The Joy of Outsourcing
Microsoft has, apparently, been outsourcing their customer support to India. This may not come as a surprise to people who actually have to deal with Microsoft products for fun and profit, but it came as a surprise to me, when, after sending off a routine abuse complaint to hotmail for yet another Nigerian 419 scam letter, I got a letter back from Microsoft (with headers pointing to an Indian call center. No, I'm not planning on posting those headers) that started:
Dear Samash, Thank you for writing to Hotmail Technical Support. I apologize for the delay in responding to your e-mail message due to high volume of e-mail messages received. I understand that you are facing difficulty in accessing your Hotmail account.
and rattled through a list of stupid Windows-specific solutions to someone else's problem, before helpfully appending my abuse complaint, which started with:
From: root@pell.portland.or.us To: abuse@css.one.microsoft.com Sent: Wed Oct 20 23:21:39 PDT 2004 Subject: 419 scam -- No Loss FOR YOUR KIND ATTENTION: This Nigerian 419 scam letter either originated or was relayed through your site. Could you please deal with it? -- david parsons, postmaster, 419 scam letter (with headers) follows: |From samashdin01@hotmail.com Wed Oct 20 20:38:08 2004 |Received: from bay10-f26.bay10.hotmail.com (64.4.37.26) | (MAIL FROM:) | by pell.portland.or.us (TFMTKAYTFO)
Note that, even with the mangling that their stupid Exchange server did, my complaint still contains the not terribly ambiguous phrase « This Nigerian 419 scam letter either originated or was relayed through your site. »
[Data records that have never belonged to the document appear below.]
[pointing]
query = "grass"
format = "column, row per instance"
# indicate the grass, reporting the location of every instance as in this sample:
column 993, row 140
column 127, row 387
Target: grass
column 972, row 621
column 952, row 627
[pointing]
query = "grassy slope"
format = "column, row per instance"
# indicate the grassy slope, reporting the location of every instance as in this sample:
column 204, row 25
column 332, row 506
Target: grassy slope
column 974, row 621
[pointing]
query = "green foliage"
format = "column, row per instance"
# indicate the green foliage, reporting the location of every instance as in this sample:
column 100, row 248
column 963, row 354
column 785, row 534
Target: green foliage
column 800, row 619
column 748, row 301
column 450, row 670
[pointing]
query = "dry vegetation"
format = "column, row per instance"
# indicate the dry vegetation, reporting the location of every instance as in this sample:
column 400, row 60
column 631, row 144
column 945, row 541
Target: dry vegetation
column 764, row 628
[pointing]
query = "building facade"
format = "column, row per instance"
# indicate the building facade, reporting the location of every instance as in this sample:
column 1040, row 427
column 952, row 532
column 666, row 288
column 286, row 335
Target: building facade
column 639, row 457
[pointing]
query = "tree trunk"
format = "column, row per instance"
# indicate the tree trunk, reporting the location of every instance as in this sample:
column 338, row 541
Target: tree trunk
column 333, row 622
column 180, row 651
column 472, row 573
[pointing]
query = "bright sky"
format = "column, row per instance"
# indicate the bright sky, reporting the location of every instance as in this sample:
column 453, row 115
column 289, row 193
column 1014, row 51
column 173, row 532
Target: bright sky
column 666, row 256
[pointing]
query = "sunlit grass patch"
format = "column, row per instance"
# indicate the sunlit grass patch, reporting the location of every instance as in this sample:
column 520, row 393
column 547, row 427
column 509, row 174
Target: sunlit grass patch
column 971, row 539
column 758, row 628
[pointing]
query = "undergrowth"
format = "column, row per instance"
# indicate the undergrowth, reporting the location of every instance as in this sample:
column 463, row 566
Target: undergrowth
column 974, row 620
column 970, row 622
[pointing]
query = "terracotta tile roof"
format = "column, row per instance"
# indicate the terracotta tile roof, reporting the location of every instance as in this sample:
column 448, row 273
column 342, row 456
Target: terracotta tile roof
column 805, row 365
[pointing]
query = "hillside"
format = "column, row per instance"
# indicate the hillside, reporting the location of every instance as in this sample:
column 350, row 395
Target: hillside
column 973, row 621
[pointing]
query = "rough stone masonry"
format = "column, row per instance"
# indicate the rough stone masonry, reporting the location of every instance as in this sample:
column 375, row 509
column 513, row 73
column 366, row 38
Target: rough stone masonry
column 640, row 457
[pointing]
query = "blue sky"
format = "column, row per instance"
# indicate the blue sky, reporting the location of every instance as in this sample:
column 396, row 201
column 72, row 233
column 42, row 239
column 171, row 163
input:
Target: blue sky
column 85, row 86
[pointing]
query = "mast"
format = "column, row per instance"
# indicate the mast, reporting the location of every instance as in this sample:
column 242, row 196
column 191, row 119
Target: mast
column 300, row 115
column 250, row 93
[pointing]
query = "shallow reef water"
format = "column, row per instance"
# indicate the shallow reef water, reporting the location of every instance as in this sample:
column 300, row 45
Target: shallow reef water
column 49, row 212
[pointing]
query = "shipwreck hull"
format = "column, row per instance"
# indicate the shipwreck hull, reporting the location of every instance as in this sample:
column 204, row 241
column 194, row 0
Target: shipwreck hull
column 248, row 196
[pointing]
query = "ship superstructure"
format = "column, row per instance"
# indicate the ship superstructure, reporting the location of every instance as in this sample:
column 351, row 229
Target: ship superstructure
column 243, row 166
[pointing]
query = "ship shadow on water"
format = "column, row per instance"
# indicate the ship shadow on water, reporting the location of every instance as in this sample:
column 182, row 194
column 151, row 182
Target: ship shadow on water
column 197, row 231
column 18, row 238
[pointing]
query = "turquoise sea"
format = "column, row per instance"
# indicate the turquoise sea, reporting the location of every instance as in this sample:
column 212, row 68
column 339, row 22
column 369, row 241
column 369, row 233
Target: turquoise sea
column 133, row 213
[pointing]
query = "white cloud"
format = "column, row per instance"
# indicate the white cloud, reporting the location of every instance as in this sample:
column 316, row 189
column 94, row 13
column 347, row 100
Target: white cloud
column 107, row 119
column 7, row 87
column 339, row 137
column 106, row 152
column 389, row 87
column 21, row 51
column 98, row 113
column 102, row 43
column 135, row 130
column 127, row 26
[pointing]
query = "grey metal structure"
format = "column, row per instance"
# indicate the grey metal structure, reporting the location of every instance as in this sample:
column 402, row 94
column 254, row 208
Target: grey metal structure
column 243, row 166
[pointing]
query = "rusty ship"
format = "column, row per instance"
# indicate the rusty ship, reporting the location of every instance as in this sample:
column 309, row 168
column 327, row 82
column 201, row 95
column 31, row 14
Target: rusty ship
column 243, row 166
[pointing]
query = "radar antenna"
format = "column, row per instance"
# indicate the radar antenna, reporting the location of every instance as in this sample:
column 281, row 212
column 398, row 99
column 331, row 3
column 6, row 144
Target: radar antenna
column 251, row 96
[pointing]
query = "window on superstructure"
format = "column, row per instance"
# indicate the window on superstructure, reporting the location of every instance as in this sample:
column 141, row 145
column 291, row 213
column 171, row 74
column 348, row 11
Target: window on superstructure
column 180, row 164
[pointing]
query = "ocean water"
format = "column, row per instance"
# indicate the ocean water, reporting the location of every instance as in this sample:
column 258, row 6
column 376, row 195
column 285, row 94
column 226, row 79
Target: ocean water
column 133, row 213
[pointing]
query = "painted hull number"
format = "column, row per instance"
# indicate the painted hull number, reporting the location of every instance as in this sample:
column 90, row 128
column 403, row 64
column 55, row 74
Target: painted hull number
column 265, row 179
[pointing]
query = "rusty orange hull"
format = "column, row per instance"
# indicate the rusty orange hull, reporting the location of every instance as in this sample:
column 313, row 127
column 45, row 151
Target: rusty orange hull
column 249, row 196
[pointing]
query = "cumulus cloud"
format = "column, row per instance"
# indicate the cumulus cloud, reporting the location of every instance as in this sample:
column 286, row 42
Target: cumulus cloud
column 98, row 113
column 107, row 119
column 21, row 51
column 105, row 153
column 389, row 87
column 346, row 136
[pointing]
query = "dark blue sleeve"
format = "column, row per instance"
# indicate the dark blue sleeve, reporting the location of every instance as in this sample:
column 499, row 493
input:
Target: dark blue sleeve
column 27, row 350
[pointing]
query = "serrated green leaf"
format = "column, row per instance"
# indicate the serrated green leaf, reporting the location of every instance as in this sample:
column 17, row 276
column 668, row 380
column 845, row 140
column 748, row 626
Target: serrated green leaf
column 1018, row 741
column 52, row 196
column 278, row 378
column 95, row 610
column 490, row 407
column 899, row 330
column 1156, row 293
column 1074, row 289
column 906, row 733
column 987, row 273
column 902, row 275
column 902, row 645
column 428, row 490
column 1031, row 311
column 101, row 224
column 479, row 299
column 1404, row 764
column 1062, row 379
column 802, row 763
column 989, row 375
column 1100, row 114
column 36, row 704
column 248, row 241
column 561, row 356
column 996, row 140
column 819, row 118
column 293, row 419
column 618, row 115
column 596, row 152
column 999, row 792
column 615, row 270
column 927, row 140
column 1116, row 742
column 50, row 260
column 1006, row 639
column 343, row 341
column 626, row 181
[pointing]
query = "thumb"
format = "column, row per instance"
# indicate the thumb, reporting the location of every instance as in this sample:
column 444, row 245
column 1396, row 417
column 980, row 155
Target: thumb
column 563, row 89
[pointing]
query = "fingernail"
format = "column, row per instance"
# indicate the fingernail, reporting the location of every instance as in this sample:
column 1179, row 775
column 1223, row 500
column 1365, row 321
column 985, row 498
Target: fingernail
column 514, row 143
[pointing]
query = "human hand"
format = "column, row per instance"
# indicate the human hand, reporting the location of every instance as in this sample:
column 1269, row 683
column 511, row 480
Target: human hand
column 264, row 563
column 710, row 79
I can imagine the discussions that led to this outsourcing, with the manager who wanted the bonus for making a support process cheaper claiming savings of 50%! No, 60%! No, even better; we'll be able to save 95% on our support costs.! until their supervisor signed off on it and sent it off to Mount Doom on Lake Washington for billg's approval. And when the email from billg came back, this manager all of a sudden had to get the job done.
And rapidly discovered that good techs aren't cheap, even if they're in India, and if you got competent ones you'd only save about 50% over the call centers in the United States. And that would be bye bye to the process improvement bonus. So, time to scramble around looking for the cheapest possible vendor.
And they found one! And because the vendor is already in India, he can't threaten his minions with work harder, worms, or we'll outsource your job to Bangalore! (but, boss, we're already in Bangalore .) We are? (Yes. Look at the address on the piddly little cheques you write us.) And so now Microsoft is having their abuse desk handled by a company that's got about a 45 minute worker retention period, and that, barring using Chinese deathcamp labor, can't be replaced with anything cheaper.
That's the problem with a race to the bottom. When you've won, you're at the bottom, and your customers may not be as enthusiastic about the quality of service coming from people who know that the only reason they have this job is because they're the cheapest possible alternative.
But I'm sure that there were process improvement bonuses and solid gold gazebos for all of the upper management of Mount Doom. And the customers probably won't abandon you for Linux. Maybe.